Over the past week, our Copyright Counsel Mike Klipper and I have been busy in Washington D.C. laying the groundwork for our federal legislative agenda in 2019. This week’s activities followed closely on the heels of a very successful hearing on September 27, 2018, on the CASE Act before the House Judiciary Committee; the hearing described in Jenna Close’s recent article, Advocacy is a Verb: My Testimony on the Hill. At the hearing, Jenna joined Keith Kupferschmid, CEO of the Copyright Alliance, and David Trust, CEO of Professional Photographers of America (PPA) in testifying about the need for the CASE Act. Their respective testimonies eloquently laid out the rationale for the CASE Act, while rebutting positions articulated by the opposition, principally from “copyleft” groups and trade associations representing the tech giants.

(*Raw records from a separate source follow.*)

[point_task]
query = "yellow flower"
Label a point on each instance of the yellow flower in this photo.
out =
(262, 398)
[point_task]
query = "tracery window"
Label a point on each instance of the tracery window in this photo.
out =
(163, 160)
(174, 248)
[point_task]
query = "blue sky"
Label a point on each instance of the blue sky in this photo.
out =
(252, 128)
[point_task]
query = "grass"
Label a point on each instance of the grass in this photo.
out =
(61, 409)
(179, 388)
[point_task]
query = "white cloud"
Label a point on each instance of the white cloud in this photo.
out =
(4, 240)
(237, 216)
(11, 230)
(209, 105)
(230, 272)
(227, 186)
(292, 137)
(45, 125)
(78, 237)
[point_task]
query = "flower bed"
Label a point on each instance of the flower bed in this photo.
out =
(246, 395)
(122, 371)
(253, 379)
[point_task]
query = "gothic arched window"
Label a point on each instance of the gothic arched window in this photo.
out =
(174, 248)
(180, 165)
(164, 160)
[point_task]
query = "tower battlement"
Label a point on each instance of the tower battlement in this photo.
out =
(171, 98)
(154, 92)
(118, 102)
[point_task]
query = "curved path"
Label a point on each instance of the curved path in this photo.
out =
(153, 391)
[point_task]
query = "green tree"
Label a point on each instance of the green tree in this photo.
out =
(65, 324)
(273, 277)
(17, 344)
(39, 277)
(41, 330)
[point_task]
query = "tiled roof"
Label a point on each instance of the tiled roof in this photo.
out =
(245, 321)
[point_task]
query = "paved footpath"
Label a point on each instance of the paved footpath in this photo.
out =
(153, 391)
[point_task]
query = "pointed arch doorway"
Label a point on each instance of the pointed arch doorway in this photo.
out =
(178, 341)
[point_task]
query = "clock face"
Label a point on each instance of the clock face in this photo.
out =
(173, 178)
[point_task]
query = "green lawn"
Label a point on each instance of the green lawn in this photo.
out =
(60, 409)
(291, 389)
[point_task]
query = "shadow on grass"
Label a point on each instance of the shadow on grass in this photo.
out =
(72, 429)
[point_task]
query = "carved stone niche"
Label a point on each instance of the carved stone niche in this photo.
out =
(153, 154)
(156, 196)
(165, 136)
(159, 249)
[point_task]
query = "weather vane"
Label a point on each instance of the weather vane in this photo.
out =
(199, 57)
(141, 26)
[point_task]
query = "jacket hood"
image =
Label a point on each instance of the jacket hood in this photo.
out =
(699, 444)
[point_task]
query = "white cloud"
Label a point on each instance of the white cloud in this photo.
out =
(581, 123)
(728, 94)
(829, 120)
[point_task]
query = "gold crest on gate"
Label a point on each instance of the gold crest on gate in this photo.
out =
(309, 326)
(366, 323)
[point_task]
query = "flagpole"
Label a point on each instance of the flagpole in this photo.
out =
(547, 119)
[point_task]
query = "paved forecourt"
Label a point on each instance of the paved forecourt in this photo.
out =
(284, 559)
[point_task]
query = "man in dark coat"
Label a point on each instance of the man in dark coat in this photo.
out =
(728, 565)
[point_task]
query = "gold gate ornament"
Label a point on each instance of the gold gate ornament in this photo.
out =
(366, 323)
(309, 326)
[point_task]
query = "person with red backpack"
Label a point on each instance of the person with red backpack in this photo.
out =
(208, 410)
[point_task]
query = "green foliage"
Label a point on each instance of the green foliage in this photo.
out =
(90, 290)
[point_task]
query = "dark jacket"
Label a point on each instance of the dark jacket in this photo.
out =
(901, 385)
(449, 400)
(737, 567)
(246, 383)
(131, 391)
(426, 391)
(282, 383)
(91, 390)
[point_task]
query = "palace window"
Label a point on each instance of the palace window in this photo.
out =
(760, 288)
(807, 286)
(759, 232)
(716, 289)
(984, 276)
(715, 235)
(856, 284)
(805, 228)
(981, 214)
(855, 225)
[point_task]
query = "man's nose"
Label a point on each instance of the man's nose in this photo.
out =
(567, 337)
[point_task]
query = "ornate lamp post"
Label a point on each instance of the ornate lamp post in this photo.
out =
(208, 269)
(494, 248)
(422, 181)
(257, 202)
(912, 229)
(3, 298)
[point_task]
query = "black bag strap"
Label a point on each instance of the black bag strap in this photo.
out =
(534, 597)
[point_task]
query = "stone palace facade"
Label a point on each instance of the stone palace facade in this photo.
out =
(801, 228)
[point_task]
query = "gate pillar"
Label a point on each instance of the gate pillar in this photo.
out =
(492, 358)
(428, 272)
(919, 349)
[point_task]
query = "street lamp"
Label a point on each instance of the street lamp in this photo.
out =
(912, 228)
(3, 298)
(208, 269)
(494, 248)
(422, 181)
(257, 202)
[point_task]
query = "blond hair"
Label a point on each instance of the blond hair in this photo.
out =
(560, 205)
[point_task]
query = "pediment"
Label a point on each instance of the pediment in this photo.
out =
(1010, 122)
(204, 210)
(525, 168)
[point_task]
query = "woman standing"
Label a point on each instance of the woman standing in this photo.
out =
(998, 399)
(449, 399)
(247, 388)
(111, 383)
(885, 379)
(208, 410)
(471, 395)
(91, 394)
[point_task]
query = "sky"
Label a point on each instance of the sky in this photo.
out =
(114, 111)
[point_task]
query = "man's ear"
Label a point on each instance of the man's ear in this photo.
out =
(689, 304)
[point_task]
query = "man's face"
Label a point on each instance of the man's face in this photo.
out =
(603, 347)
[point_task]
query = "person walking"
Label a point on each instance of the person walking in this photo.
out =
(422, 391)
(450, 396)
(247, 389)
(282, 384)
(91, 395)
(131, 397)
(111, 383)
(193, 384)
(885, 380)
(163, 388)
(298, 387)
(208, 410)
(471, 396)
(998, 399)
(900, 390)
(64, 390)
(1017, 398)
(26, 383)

On Monday, we joined our colleagues representing other visual groups to discuss our 2019 agenda and also met separately with Keith Kuperschmid, and then Karyn Temple Claggett, Acting Register of Copyrights and Director of the U.S. Copyright Office to discuss the CASE Act and other aspects of copyright reform that the USCO will be seeking to address going forward.
In addition to the CASE Act, we discussed the much-needed modernization of USCO’s slow and antiquated registration procedures, our ongoing concerns about the inequitable fee structure proposed by the USCO, and the problems caused for individual creators and small businesses by the published/unpublished registration dichotomy. We underscored the critical fact that changes to the registration process would yield little or no benefits for our members unless they were also accompanied by adoption of the CASE Act. Absent a viable alternative to the cumbersome and prohibitively expensive federal court system, we reiterated that individual creators and small businesses would have no real incentive to register their works. These conversations were valuable, enabling us to fully express why we are continuing to push for reforms that would enable individual creators to more fully participate in and benefit from the copyright system.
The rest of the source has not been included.